Na perspectiva Hobbesiana, os homens agem de maneira instintiva, sendo necessário o Estado para promover a harmonia da população. No entanto, o plano federal de segurança é ineficaz, uma vez que se têm policiais com baixa capacidade técnica, com pouca conexão entre órgãos que se comunicam de maneira burocrática e pouco clara para resolução dos casos e com pouco planejamento para investigar os crimes. Desse modo, é lamentável o descaso que não leva a sensação de paz para a sociedade, já que não cumpre com seu objetivo de proteção.
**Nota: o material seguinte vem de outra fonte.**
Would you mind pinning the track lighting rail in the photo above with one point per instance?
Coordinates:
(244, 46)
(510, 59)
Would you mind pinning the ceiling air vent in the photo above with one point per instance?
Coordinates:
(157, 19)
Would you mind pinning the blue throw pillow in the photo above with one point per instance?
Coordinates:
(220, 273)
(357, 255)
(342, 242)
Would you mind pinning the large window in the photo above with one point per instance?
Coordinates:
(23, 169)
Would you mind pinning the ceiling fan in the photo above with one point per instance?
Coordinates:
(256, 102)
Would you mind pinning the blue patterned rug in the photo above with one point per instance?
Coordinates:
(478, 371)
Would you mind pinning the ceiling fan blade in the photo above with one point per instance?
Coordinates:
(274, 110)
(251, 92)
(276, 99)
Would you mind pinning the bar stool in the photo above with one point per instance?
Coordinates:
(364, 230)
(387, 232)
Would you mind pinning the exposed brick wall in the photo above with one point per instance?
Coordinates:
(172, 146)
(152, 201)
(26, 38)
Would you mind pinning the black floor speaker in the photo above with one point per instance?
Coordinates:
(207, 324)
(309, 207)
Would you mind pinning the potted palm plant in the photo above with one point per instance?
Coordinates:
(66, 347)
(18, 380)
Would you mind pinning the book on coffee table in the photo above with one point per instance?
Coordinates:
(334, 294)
Em torno disso, segundo o atlas de violência do IPEA (Instituto de pesquisa econômica aplicada) homens, negros e jovens são os que mais morrem. Diante disso, a morte de um negro não tem o mesmo peso do que de um branco, reflexo da ausência de uma justiça igualitária para todos os seguimentos sociais. Dessa maneira, de forma deplorável, esse cenário de injustiça acarreta mais casos de agressividade e de violência contra os mais marginalizados que sofrem dessa negligência.
Logo, faz-se necessário que o Poder Executivo melhore a eficiência nas investigações dos crimes, com a criação de métodos para articular órgãos públicos e aumentar os investimentos na preparação dos policiais -visto que esses são responsáveis pela defesa da população- com o fito de planejar e melhorar a segurança pública. Também, é importante que o Estado diminua a condição de desigualdade no tratamento diferencial por raça, de modo a tornar a justiça efetiva para todos, com o objetivo de acabar com o medo das pessoas.